Eliciting Emotion


One of the best things I did while attending the RWA National Conference in Dallas was spending two hours listening to screenwriting consultant Michael Hauge give a talk called "From Identity to Essence: Love Stories and Transformation." It was a session filled with little gems, and you don't have to be a romance writer to understand their importance.

Hauge spoke of the number one principal of story to be eliciting emotion. A lot of people might wrinkle their noses, thinking of purple prose and melodrama, but that's only what you call it when it's done poorly. What the author is trying to do is help the reader experience the protagonist's authentic emotions by pulling him/her so deep into the character's experience that he/she is experiencing the tension, fighting the fear, or falling in love with the one person who sees through her mask (outward-projected identity) to the fully-realized potential (essence) beneath.
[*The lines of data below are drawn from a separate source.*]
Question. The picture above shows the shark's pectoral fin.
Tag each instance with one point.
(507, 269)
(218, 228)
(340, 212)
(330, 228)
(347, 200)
That was one of the many things Hauge said that resonated with me. (Check out his website for CDs and DVD classes. He's an amazing teacher.) It reminded me of my primary job, to create an identifiable but heroic protagonist who's a (braver, finer) stand-in for the reader and to take along that reader for a "safe" emotional ride.

Because without emotion, what's the point? You might as well be reading the phone book.

Today, as you go about your own work, take a look at your scene and ask yourself what emotions your characters are feeling and how you can communicate it in a deeply-personal way. No fair saying, "John was in a funk." You have to draw that reader between the dude's ears and let him/her come to that conclusion.